MathSeer extraction pipeline released. This tool extracts formula locations and content in PDF documents. The pipeline is available from GitLab, and includes improved versions of SymbolScraper, ScanSSD (now, ScanSSD-XYc), and QD-GGA. The pipeline was prepared by Ayush K. Shah, Abhisek Dey, Matt Langsenkamp, and Prof. Zanibbi.

May 2021

Successfully defended and passed my Ph.D. Research Potential Assessment (RPA) on “Recognition of Mathematical Formulas”

Apr 2021

Our paper on the “MathSeer formula extraction and evaluation pipeline” accepted for publication at the 16th International Conference on Document Analysis and Recognition, ICDAR 2021, Lausanne, Switzerland.

2020


Aug 2020

Joined Rochester Institute of Technology (RIT) for Ph.D. in Computing and Information Sciences.
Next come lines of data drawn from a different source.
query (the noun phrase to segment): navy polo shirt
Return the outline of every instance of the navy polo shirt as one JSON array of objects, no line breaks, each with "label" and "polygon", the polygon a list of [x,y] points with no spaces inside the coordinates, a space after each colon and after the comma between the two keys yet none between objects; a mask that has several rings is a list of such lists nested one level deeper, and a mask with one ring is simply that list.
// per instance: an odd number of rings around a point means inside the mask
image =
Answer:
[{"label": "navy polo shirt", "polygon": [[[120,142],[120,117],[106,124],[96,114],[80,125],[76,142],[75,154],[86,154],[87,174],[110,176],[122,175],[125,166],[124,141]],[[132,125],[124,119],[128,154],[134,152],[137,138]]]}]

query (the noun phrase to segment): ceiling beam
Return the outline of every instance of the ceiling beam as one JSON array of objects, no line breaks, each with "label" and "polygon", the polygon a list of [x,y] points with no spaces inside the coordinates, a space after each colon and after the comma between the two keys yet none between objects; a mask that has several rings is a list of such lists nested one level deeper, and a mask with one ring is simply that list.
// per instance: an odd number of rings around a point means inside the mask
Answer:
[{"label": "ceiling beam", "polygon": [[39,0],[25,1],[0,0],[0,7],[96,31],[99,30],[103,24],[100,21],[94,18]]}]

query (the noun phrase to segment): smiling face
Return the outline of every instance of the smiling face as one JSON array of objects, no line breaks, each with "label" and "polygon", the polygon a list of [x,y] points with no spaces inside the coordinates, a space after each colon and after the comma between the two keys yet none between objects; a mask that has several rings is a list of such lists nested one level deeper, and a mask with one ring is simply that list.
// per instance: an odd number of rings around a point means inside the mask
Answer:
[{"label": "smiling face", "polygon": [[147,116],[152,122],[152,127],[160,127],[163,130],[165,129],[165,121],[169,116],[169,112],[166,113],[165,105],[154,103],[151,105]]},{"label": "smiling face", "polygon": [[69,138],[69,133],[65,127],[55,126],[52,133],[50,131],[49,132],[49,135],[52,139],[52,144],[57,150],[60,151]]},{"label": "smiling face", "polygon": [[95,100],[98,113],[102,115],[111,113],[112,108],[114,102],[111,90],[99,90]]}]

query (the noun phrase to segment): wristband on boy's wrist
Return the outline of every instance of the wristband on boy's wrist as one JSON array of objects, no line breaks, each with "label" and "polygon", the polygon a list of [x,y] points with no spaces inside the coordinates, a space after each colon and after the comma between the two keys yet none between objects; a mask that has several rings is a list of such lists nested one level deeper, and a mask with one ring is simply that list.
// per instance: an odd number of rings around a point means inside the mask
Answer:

Started as Graduate Research Assistant (GRA) at the Document and Pattern Recognition Lab (DPRL) under Prof. Richard Zanibbi.

Jan 2020

Promoted to Machine Learning Engineer Level 1 at Fusemachines Nepal.

2019


Aug 2019

Promoted to Machine Learning Engineer Associate at Fusemachines Nepal.

Aug 2019

Graduated from Kathmandu University as a Computer Engineer.

Jun 2019

Started working as a Machine Learning Engineer Trainee at Fusemachines Nepal.